Given the following shader:
struct Contents {
int X;
};
RWStructuredBuffer<Contents> Values;
[numthreads(4, 1, 1)]
void main(uint3 TID : SV_DispatchThreadID) {
uint Sum = 0;
switch (Values[TID.x].X) {
case 0:
Sum += WaveActiveSum(1);
default:
Sum += WaveActiveSum(10);
break;
}
Values[TID.x].X = Sum;
}
If the buffer Values
refers to is initialized to [ 0, 0, 1, 2 ]
, what is the
buffer’s value when the shader completes?
A. [ 42, 42, 40, 40 ]
B. [ 22, 22, 20, 20 ]
C. [ 22, 22, 10, 10 ]
D. Undefined!
Answer!
Trick question!
On DirectX, this is intended to be well-defined to A
, but the specification
language is unclear. The
documentation
states:
These intrinsics are dependent on active lanes and therefore flow control. In the model of this document, implementations must enforce that the number of active lanes exactly corresponds to the programmer’s view of flow control.
There are bugs in drivers that cause this to not always be the case is it was not rigorously tested in the HLK tests.
In SPIR-V the OpSwitch
instruction’s convergence behavior on switch fall
through cases is undefined, which would make this code undefined if it lowers
to SPIR-V’s OpSwitch
.
The HLSL team is tracking bugs on both DXC and Clang to avoid the use of
OpSwitch
:
Similarly the Slang compiler is tracking this issue as well.

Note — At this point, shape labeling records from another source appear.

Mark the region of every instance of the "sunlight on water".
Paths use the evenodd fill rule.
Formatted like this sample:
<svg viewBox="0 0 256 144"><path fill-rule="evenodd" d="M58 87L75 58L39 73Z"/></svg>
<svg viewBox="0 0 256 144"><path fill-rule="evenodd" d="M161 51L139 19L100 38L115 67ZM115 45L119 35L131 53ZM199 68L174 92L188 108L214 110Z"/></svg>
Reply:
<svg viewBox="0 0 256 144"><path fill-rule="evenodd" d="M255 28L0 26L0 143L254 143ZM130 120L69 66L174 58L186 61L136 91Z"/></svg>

A second example that becomes even more problematic is something like:
struct Contents {
int X;
};
RWStructuredBuffer<Contents> Values;
groupshared int Reduction;
[numthreads(4, 1, 1)]
void main(uint3 TID : SV_DispatchThreadID) {
if (WaveIsFirstLane())
Reduction = 0;
switch (Values[TID.x].X) {
case 0:
Reduction += WaveActiveSum(1);
default:
Reduction += WaveActiveSum(Reduction);
GroupMemoryBarrierWithGroupSync();
break;
}
Values[TID.x].X = Reduction;
}
In this case under SPIRV, even though all threads enter the default
label,
control flow is not guaranteed to be uniform. This means that the group
barrier’s behavior is undefined and may cause the shader to deadlock or
terminate unexpectedly.